Cwm Cadnant is a community and former electoral ward in Anglesey, north Wales. Named after the local river, Afon Cadnant, which flows through it, the community takes in the area between the Menai Bridge and Beaumaris. The community includes the villages of Llandegfan, Hen Bentref Llandegfan and Llansadwrn as well as the settlement of Bryn-minceg and at the 2001 census it had a population of 2,222, increasing slightly to 2,254 at the 2011 census.

Prior to the 2013 Isle of Anglesey County Council election Cwm Cadnant was an electoral ward in its own right. It is now part of the Seiriol ward, which includes the neighbouring Beaumaris, Llanddona, and Llangoed communities.

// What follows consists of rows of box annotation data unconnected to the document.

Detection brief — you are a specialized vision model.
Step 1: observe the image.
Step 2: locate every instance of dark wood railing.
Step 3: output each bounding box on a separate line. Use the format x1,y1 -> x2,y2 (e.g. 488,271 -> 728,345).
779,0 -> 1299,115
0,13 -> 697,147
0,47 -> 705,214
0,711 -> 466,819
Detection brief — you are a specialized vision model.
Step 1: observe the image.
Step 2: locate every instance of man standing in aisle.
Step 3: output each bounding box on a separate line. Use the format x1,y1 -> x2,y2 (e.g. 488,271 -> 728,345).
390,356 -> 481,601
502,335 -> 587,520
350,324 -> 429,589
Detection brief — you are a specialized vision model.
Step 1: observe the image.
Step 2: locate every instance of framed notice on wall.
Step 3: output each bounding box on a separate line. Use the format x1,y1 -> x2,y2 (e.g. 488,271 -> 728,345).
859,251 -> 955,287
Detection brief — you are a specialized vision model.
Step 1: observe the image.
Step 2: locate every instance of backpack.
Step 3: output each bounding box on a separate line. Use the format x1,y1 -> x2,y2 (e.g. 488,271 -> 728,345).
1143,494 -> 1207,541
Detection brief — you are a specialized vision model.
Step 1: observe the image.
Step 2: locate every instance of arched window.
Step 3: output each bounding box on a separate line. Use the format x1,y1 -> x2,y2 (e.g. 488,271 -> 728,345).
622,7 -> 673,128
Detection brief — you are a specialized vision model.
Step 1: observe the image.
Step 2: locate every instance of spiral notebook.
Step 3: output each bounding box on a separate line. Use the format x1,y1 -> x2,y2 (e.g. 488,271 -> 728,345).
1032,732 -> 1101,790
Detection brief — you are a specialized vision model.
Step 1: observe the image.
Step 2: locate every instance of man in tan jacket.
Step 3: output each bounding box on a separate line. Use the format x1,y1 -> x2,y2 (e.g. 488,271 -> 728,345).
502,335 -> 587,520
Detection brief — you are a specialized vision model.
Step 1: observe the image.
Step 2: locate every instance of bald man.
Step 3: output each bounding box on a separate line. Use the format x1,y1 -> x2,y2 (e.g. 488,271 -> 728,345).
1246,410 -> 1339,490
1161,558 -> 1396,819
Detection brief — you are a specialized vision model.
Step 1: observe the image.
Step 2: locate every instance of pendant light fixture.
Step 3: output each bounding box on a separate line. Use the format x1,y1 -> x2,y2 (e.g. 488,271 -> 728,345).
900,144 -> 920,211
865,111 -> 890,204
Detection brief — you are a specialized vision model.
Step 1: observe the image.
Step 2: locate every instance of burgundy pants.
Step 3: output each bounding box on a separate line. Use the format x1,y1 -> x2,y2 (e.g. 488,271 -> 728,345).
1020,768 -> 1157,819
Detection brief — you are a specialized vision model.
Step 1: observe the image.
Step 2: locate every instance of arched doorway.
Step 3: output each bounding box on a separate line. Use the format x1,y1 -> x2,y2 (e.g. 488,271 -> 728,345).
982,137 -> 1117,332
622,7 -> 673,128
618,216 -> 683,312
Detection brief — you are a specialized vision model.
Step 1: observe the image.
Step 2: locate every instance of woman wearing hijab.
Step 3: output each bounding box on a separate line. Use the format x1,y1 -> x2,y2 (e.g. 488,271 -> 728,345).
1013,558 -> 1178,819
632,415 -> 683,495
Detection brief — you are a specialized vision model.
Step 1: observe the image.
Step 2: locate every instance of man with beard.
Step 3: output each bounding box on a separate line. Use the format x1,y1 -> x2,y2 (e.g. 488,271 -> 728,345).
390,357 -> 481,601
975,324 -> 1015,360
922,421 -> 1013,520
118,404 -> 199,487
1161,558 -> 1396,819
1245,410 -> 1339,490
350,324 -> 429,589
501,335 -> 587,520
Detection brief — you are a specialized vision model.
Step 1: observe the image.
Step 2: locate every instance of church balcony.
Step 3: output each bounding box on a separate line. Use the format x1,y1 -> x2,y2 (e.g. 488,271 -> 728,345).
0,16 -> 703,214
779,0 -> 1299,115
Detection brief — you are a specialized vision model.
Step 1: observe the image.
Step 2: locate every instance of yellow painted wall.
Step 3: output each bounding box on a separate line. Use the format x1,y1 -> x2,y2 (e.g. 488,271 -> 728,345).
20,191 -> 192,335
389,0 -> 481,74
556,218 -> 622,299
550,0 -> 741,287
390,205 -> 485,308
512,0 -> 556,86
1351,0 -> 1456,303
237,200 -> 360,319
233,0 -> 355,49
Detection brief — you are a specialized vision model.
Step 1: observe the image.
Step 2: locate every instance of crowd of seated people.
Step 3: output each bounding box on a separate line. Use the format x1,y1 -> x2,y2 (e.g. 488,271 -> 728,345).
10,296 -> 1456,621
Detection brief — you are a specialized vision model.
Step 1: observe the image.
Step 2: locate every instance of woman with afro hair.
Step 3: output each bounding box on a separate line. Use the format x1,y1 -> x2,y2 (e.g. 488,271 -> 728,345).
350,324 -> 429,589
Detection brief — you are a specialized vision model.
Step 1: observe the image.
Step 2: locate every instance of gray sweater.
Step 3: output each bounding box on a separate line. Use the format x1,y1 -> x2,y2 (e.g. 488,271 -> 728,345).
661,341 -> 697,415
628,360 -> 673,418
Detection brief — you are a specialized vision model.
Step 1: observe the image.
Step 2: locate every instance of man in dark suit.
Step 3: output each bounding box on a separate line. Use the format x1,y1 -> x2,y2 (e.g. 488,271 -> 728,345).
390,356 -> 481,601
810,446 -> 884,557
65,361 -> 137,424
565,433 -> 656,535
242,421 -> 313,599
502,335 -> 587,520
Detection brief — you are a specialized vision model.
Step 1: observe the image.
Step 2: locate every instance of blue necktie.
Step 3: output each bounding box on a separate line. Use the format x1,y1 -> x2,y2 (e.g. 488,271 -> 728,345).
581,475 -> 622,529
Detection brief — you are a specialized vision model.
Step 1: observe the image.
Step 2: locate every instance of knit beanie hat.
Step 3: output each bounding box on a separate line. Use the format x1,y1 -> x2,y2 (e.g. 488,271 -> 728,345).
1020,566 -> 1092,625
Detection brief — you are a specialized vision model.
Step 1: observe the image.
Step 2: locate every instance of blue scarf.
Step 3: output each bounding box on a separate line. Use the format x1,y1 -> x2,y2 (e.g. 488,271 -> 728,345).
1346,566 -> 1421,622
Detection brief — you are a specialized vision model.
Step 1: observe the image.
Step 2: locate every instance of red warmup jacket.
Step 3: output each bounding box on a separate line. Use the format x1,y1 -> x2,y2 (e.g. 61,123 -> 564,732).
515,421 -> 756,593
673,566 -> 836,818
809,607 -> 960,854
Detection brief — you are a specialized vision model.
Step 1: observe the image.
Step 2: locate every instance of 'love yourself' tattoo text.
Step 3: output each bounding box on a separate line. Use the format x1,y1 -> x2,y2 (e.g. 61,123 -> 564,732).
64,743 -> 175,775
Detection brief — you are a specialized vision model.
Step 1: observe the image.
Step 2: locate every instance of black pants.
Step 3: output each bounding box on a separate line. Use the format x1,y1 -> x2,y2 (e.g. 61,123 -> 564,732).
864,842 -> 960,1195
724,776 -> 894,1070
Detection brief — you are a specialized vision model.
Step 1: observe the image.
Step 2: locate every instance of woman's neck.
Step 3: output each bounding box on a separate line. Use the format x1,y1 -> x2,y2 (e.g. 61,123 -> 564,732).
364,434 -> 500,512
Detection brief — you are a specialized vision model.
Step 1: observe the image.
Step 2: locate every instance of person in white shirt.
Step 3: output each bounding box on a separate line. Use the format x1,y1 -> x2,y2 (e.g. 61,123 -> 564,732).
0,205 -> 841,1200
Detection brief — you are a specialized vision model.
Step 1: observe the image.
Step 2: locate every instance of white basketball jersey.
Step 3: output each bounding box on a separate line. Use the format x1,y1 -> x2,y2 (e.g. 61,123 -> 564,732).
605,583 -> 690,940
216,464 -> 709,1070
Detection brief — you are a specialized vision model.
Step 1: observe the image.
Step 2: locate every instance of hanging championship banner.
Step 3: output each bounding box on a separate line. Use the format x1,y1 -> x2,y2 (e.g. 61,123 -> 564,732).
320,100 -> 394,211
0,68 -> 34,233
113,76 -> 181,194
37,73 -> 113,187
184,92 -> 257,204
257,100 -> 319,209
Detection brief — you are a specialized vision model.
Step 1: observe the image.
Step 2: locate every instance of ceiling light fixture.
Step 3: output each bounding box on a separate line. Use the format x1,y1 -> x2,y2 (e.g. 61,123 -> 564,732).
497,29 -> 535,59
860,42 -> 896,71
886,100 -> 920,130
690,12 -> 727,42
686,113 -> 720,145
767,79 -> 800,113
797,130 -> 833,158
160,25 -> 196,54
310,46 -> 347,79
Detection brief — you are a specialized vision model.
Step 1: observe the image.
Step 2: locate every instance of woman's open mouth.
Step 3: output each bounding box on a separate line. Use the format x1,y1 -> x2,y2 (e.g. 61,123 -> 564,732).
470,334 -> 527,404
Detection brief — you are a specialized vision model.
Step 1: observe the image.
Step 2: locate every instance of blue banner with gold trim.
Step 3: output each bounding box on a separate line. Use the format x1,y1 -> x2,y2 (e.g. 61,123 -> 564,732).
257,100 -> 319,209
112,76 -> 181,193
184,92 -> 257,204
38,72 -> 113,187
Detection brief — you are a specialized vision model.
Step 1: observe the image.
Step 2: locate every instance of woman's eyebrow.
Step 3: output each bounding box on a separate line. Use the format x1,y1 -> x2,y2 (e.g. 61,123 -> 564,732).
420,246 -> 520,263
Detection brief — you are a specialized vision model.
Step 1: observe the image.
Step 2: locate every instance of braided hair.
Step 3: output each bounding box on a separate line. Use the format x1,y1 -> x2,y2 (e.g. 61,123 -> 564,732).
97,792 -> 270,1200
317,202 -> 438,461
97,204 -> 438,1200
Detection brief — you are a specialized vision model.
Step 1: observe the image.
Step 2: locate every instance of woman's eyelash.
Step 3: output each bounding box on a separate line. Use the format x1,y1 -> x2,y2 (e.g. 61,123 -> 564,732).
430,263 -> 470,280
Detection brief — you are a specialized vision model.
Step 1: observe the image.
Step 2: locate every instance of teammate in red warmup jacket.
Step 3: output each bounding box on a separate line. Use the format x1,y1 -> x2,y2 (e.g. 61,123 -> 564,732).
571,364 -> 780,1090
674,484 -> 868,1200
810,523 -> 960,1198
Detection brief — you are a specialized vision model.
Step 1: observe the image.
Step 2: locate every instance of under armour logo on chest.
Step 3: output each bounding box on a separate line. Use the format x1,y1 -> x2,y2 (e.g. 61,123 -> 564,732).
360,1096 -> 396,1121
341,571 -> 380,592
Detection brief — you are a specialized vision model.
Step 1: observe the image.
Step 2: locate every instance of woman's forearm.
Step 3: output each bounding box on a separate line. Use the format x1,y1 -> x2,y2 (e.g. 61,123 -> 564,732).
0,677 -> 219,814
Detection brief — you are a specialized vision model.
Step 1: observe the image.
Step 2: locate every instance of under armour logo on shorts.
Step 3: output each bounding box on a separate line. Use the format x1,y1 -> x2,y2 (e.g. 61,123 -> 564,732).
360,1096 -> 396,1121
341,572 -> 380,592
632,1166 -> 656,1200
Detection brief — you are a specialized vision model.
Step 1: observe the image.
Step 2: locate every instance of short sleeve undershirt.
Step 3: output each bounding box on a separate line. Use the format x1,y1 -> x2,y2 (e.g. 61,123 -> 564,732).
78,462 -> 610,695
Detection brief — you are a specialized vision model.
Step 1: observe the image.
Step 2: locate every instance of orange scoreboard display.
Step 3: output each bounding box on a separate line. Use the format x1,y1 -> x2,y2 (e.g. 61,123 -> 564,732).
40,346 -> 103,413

The lower part of the Afon Cadnant, which passes through part of Llandegfan is Cadnant Dingle, a Site of Special Scientific Interest. The site was selected as an example of Brachypodium sylvaticum - Quercus/Fraxinus broadleaved woodland.

==Buildings of note==
The area has a long history with several buildings of note. St Sadwrn's church in the village of Llansadwrn contains a 6th-century memorial to Saint Saturnius after whom the church and subsequently the village is named. The area was once the site of Treffos Manor, the medieval residence of the Bishop of Bangor, but there are no visible remains and the site is now contains an isolated farm house. Cwm Cadnant is also home to Hafotty, described as one of the finest medieval houses on Anglesey. Home to the constable of Beaumaris Castle around the 1530s, Hafotty is believed to have been originally constructed in the second quarter of the 14th century.

Cwm Cadnant also contains several earthworks and standing stones and an ancient clapper bridge over the Cadnant below Cadnant Mill.